エダヒロ・ライブラリー執筆・連載

2006年07月16日

reduce, reuse, recycle

 

 平成16年6月のG8サミットで小泉首相が提唱した3Rの国際会議(3Rイニシアティブ閣僚会合)が昨年4月に東京で開催されました。現在の日本では小学生でも知っているぐらい、「3R」というコトバは知られるようになってきました。

 しかし、その中身はどれだけ理解されているのでしょうか? 3Rの定義の多くは、Reduce(リデュース:減らす、発生抑制)、Reuse(リユース:再使用)、Recycle(リサイクル:再生利用)ですが、特に日本では、2つめと3つめのRをごっちゃにしているケースがあります。(定義が重要なわけではありませんが)

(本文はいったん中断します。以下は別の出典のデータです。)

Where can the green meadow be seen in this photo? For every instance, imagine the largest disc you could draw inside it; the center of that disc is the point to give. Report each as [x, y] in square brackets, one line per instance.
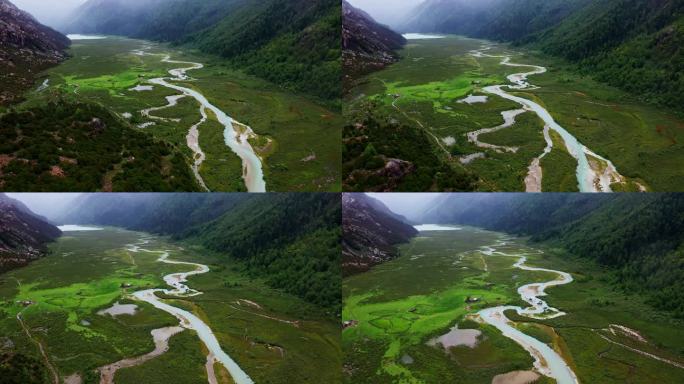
[422, 90]
[281, 340]
[297, 136]
[397, 307]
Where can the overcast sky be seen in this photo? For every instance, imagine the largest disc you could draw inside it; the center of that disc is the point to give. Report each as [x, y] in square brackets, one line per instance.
[45, 204]
[48, 12]
[387, 12]
[406, 204]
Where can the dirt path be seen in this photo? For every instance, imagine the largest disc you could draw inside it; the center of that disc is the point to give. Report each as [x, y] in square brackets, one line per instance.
[53, 370]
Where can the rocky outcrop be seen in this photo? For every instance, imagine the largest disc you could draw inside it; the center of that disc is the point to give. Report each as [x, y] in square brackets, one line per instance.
[367, 45]
[23, 234]
[28, 47]
[370, 232]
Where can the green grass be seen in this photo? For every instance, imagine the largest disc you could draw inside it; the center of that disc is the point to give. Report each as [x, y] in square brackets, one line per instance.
[403, 303]
[83, 274]
[103, 71]
[643, 142]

 たとえば、「リサイクルショップ」(日本にしかありません!)。中古の衣料や家電、家具などを販売していて、リサイクルをしているわけではありません。いってみれば「リユース促進ショップ」でしょうか?
「このペットボトル、リサイクルしてきて」と子供に回収箱へ入れるよう頼んでいるお母さん。このように「回収」の意味で「リサイクル」が使われることもありますね。

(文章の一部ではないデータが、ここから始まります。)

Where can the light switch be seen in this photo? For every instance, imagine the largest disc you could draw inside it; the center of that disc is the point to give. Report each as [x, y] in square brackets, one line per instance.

 私は子供たちに「使った割り箸を洗ってまた使うように、そのままの形でもう一度使うのがリユース。使った割り箸を紙の原料にするように、形を変えて原料として使うのがリサイクルだよ」と説明したりします。
 3Rは、Reduce、Reuse、Recycleという「3つのR」の意味ですが、Reuse、Recycleの「Re」は「再び」という意味の接頭語です。語頭にReがつく単語はほかにもたくさんありますから、3Rだけではなく、4Rでも5Rでも作ることができます。
 
 たとえば、「減らす」まえに「断る」(Refuse:リフューズ)。使用段階で製品の寿命を延ばす「修理」(Repair:リペア)などは、日本でもよく言われますね。

 通い箱などで包装材を戻す(Return:リターン)のほか、長く使うために衣服を仕立て直したり建物を改築する(Reform:リフォーム)も使うことがあるようです。(もっとも、このリフォームは和製英語です。英語では仕立て直しはRemake、改築はRemodelや Rebuildですね)
 
 海外ではどうでしょう? 海外でも3Rといえば、だいたいReduce、Reuse、Recycleを指すことが多いようですが、ほかにもいろいろな「Re」単語が並んでいて、興味深いですよ。
 
 トロント大学では、「ゴミ箱へ入れる前にRethink(考え直す)」が4番目のRです。かと思うと、Rot(腐らせる)を入れて、コンポストを呼びかけるところもあります。興味深いのは、Recoverを「再生商品の購入」の呼びかけとして使っているところもあります。
 
 中国工学学会で呼びかけている4つめのRはRemanufacture(再製造)。日本でも使われるようになってきましたが、欧米ではRefurbish(リファービッシュ)もよく使われます。これは単なる修理ではなく、修理調整し、磨き直し、メーカー保証をつけるなどして、付加価値を高めたうえで再販売することです。
 
 そうそう、Rのひとつとして、Respect(大事にする)を挙げている海外の団体もありました。どのReにしても、このスピリットがなくては「仏つくって魂入れず」ですよね。